Comments (3)
Hi @dsheacanopy,
This is an interesting question. There are many ways to help minority classes. In my current implementation, you have two options (that you can use separately or combine).
The first is using the option use_potentials=False
when creating the S3DISDataset. For S3DIS, I have designed two dataloader strategies.
use_potentials=True
: this strategy uses values on every points that I call potentials, when I pick an input sphere in the dataset, I update the potential value by incrementing them. And the next sphere will be picked at the minimum of potentials. This strategy ensure a geometric consistency in the sphere picking.

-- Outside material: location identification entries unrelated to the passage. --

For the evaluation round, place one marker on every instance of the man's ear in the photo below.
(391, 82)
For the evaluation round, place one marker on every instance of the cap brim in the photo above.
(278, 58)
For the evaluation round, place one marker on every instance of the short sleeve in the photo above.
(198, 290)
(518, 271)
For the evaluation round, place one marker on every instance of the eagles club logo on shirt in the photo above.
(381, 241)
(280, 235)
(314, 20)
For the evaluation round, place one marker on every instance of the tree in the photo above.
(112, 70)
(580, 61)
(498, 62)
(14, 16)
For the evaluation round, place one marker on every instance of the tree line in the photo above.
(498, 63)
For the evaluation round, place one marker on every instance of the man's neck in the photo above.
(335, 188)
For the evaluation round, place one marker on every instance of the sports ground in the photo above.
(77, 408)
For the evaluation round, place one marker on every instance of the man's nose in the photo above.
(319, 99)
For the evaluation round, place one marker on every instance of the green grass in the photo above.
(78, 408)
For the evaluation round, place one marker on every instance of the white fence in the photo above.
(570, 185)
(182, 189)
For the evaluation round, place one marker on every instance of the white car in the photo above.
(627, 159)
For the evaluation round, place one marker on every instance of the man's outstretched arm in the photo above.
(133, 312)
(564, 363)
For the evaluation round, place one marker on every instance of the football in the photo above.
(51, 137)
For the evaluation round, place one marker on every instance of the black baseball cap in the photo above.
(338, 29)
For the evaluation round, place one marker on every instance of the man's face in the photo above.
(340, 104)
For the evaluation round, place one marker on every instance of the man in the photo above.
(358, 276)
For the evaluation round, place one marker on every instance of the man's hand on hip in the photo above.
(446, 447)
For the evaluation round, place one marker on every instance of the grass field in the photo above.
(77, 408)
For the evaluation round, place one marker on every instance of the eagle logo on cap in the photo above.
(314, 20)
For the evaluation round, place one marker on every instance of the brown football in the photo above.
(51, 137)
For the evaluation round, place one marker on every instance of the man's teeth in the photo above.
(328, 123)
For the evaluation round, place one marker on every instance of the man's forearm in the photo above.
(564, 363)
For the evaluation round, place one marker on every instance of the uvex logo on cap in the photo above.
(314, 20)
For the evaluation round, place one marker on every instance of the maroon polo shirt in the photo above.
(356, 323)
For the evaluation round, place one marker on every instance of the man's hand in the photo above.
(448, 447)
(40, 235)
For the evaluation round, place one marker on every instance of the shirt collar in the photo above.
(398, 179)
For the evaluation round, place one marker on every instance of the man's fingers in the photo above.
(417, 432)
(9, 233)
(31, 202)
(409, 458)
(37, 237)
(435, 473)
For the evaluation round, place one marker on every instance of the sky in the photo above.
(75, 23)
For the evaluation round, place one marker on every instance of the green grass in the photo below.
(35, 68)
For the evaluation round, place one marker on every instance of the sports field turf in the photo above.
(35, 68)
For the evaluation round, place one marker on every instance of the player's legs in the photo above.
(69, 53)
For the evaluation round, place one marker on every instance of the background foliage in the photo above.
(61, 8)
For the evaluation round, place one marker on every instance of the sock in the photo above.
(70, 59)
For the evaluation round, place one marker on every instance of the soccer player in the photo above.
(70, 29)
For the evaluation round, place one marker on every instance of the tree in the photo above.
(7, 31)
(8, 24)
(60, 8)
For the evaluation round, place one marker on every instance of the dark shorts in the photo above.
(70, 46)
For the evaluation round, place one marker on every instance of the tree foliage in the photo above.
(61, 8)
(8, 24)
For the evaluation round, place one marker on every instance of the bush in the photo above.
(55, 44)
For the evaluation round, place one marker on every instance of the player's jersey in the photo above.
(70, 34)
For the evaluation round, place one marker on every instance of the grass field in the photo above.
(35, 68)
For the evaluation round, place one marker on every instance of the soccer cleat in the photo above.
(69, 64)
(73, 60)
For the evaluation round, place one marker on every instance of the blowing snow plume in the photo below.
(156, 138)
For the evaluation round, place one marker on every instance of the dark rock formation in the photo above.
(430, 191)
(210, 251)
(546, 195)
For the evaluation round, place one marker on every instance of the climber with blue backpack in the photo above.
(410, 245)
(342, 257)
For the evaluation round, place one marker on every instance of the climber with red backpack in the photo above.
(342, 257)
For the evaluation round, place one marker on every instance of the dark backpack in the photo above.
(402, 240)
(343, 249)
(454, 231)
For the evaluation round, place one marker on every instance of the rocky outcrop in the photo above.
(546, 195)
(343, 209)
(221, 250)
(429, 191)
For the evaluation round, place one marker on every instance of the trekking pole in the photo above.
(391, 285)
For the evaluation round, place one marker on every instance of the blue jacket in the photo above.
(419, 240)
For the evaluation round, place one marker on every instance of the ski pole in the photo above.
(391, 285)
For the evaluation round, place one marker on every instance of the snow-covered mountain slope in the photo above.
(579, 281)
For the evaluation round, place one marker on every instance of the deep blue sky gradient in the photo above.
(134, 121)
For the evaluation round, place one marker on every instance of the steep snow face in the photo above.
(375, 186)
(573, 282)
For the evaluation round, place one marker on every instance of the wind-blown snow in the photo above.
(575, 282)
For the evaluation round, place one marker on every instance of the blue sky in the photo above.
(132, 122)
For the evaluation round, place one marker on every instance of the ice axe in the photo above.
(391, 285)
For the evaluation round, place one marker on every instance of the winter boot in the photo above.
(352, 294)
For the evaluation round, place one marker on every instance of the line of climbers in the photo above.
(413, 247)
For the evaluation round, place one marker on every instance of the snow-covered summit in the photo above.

We pick every part of the point cloud the same amount of time, compared to a random picking, where in practice, some part of the point cloud could actually never be picked, especially if they have low density.use_potentials=False
: This strategy is similar to thebalanced_class=True
in SemanticKitti.py. It is a random picking of the input sphere, but balanced by class. If the epoch need N sphere, we choose N/C sphere centered on a point of each class (where C is the number of classes). This strategy ensures that the network sees the minority class more often.
The second strategy is the one you are looking for, but remember it will be affected by varying densities as it remains a random picking.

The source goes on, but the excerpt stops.